第 六十八 話
「そんなの、暇つぶしに決まっているじゃないですか…ハハハハハッフッハッヒャッ」
「ひ、暇つぶしのためにこんなことを。そ、そんなの、あんまりだよ。本当に、酷い」
「ちょっと。本当に、酷いってどういう意味ですか?僕は、国王の政治を邪魔する人を本気で、現実的に真面目に人殺ししようとしているだけですよ。
ふざけないでください」
「ジヤタ…。本気で、言っているの?」
「僕は、本気です。僕は、僕なりに、この国に貢献しようとしているだけですよ。暇なんでね。
でも、真面目です。真面目に、人殺しです」
「オジさんの国政審議機関長は、どういう考えで動いてるの?」
ジヤタはしばらく無言になった。アレコレ思い浮かべて、整理をしているようだ。イメージがまとまったのか、ジヤタは話した。

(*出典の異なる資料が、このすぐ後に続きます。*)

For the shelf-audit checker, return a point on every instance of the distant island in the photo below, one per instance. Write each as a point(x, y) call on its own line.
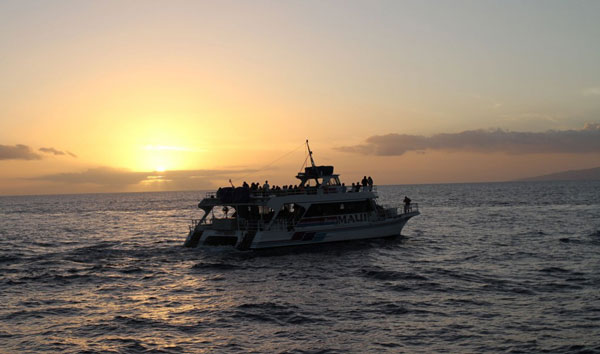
point(571, 175)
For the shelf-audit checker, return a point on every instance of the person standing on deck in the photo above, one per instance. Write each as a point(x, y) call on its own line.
point(406, 204)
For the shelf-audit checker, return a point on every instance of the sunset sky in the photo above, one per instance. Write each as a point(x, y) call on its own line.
point(113, 96)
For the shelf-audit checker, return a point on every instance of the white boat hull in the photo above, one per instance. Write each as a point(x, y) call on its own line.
point(301, 235)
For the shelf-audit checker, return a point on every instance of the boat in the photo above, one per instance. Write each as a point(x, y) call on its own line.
point(320, 209)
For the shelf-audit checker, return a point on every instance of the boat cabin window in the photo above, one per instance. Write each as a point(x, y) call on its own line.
point(291, 211)
point(326, 209)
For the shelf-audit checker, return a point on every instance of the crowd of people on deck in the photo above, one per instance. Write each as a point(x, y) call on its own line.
point(366, 184)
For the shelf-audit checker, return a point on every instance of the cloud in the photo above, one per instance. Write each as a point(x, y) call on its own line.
point(586, 140)
point(56, 152)
point(51, 151)
point(591, 91)
point(115, 177)
point(18, 152)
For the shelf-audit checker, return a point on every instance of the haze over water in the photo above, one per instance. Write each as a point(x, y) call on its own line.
point(484, 268)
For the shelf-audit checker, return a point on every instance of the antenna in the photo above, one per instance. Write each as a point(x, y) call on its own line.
point(312, 162)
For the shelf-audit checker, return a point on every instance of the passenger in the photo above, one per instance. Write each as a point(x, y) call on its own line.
point(406, 204)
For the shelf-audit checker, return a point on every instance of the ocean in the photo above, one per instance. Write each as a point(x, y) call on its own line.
point(490, 267)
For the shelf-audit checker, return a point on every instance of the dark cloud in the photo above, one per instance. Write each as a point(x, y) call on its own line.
point(114, 177)
point(52, 151)
point(586, 140)
point(18, 152)
point(104, 176)
point(57, 152)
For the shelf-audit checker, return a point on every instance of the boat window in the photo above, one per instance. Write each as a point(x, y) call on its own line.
point(325, 209)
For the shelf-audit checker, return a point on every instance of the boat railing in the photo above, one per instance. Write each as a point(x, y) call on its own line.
point(311, 191)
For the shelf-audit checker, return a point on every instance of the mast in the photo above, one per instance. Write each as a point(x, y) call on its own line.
point(312, 162)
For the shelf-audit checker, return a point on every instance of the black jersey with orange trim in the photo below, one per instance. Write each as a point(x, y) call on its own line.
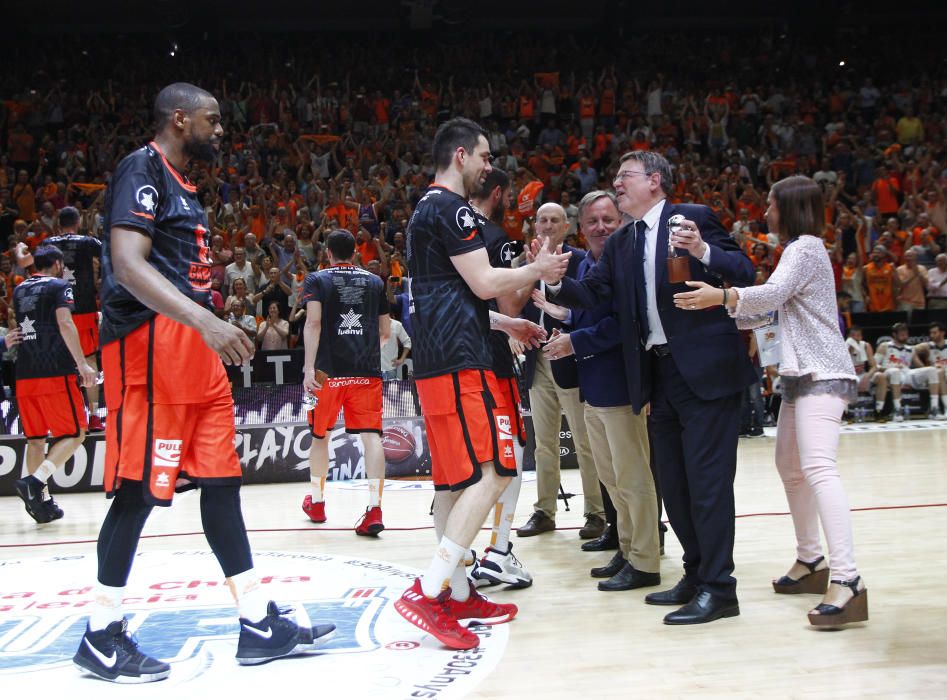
point(43, 352)
point(501, 251)
point(451, 324)
point(352, 300)
point(149, 194)
point(78, 255)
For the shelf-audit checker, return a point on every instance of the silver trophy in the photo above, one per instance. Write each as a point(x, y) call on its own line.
point(678, 265)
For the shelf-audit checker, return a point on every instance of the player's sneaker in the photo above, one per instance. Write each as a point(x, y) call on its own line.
point(30, 490)
point(481, 609)
point(53, 511)
point(501, 567)
point(316, 511)
point(370, 524)
point(113, 654)
point(433, 616)
point(277, 635)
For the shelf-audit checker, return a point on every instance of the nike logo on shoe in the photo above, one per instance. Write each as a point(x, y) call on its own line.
point(107, 661)
point(258, 632)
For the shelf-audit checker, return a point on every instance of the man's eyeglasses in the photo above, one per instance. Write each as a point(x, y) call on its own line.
point(621, 175)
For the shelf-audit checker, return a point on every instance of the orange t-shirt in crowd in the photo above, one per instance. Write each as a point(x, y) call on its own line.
point(886, 191)
point(880, 282)
point(368, 251)
point(587, 107)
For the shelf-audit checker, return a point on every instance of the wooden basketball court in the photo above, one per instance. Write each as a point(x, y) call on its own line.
point(572, 641)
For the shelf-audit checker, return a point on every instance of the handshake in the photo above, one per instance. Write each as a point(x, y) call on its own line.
point(548, 259)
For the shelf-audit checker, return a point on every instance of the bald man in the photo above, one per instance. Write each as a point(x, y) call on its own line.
point(553, 389)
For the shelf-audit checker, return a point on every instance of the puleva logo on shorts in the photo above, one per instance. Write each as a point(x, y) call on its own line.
point(180, 610)
point(504, 428)
point(167, 453)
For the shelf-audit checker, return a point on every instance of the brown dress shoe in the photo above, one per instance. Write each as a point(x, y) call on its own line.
point(537, 524)
point(594, 527)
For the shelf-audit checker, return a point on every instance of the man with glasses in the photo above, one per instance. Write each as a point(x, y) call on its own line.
point(691, 368)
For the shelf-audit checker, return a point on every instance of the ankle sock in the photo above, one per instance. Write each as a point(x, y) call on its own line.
point(438, 576)
point(318, 485)
point(106, 606)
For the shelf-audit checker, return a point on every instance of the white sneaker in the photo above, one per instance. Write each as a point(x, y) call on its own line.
point(502, 567)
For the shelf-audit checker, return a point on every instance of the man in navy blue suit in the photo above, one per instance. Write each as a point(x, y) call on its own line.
point(618, 435)
point(691, 367)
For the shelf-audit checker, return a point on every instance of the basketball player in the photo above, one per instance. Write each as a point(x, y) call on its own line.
point(343, 340)
point(171, 412)
point(46, 386)
point(933, 355)
point(469, 425)
point(81, 255)
point(499, 564)
point(895, 358)
point(866, 368)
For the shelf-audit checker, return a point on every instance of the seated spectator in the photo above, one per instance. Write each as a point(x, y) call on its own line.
point(937, 284)
point(273, 331)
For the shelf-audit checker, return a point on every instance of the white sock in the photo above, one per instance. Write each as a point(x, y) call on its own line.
point(459, 585)
point(45, 470)
point(106, 606)
point(375, 487)
point(438, 575)
point(318, 485)
point(247, 591)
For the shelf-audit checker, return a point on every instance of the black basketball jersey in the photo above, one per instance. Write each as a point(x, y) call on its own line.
point(149, 194)
point(451, 325)
point(501, 253)
point(78, 253)
point(43, 352)
point(352, 300)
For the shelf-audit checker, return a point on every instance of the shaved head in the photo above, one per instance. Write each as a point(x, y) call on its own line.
point(175, 96)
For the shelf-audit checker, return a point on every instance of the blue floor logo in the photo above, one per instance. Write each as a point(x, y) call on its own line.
point(180, 611)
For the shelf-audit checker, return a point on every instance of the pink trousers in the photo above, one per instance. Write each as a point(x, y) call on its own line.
point(806, 447)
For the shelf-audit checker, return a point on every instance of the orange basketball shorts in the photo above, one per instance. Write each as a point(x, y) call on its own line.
point(468, 423)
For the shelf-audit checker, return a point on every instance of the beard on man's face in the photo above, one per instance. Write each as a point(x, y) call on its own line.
point(202, 150)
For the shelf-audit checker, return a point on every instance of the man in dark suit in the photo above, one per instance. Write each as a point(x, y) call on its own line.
point(618, 435)
point(554, 389)
point(692, 368)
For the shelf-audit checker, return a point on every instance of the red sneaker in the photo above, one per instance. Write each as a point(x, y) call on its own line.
point(315, 511)
point(370, 524)
point(481, 609)
point(433, 616)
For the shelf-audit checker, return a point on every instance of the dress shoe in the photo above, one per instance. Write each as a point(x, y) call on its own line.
point(682, 593)
point(816, 581)
point(594, 527)
point(628, 578)
point(537, 524)
point(611, 568)
point(855, 610)
point(606, 541)
point(705, 607)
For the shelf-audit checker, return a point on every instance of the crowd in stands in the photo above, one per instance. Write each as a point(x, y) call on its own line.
point(337, 133)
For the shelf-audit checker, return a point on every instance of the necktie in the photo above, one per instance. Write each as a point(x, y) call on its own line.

「叔父は、お金のことしか考えていません。それが、僕には嘆かわしいんですけど。だから、その分、僕が正しいことをしようとしただけです。どこかおかしいですか?」
「な、何で、そんな、お金のことしかない機関長の考えのやり方を、取り入れたの…?」
「えっ?」
急に、ジヤタの顔が青ざめたように、私は感じた。
「だって昔、お金のこととかでお世話になったし。お世話になったなら、お返ししなきゃ、酷いでしょ…」
「私が、殺されるのは、いいんだ…」
「アキさんが殺されるのは、お気の毒ですけど。…自業自得でしょ。無茶苦茶な話ですが」
「ほら、今、言った。無茶苦茶って。酷い」
すると、ジヤタは段々、顔が険しくなった。
「うわ――っ!!」ジヤタは着ている上着を、地面に叩きつけた。
「僕だって、そりゃ、本当はアキさんの方が、正しいと思ってますよ。そうだ。そうです。僕は、ただ叔父に借りを返したかっただけだ」
ジヤタは、頭の毛を掻きむしって、自分の顔を、まるでこの現実にいるのは自分なのかを確かめるように触った。
ジヤタは、さらに、しゃべる。
「借りたままじゃ、気持ちが悪いから。僕の家は、昔、叔父にお世話になったから。僕の家の人間は、性格の悪い叔父に頭が上がらなかった…。
そのままじゃ嫌だったから。もっと、対等な関係にしたかっただけだ。ただ。
そのために、僕は人殺しを、しようとしたんだ、僕は」
続く
ジヤタは、国政審議機関長に借りを返したいだけだった。きちんと、冷静に物を考えないといけない。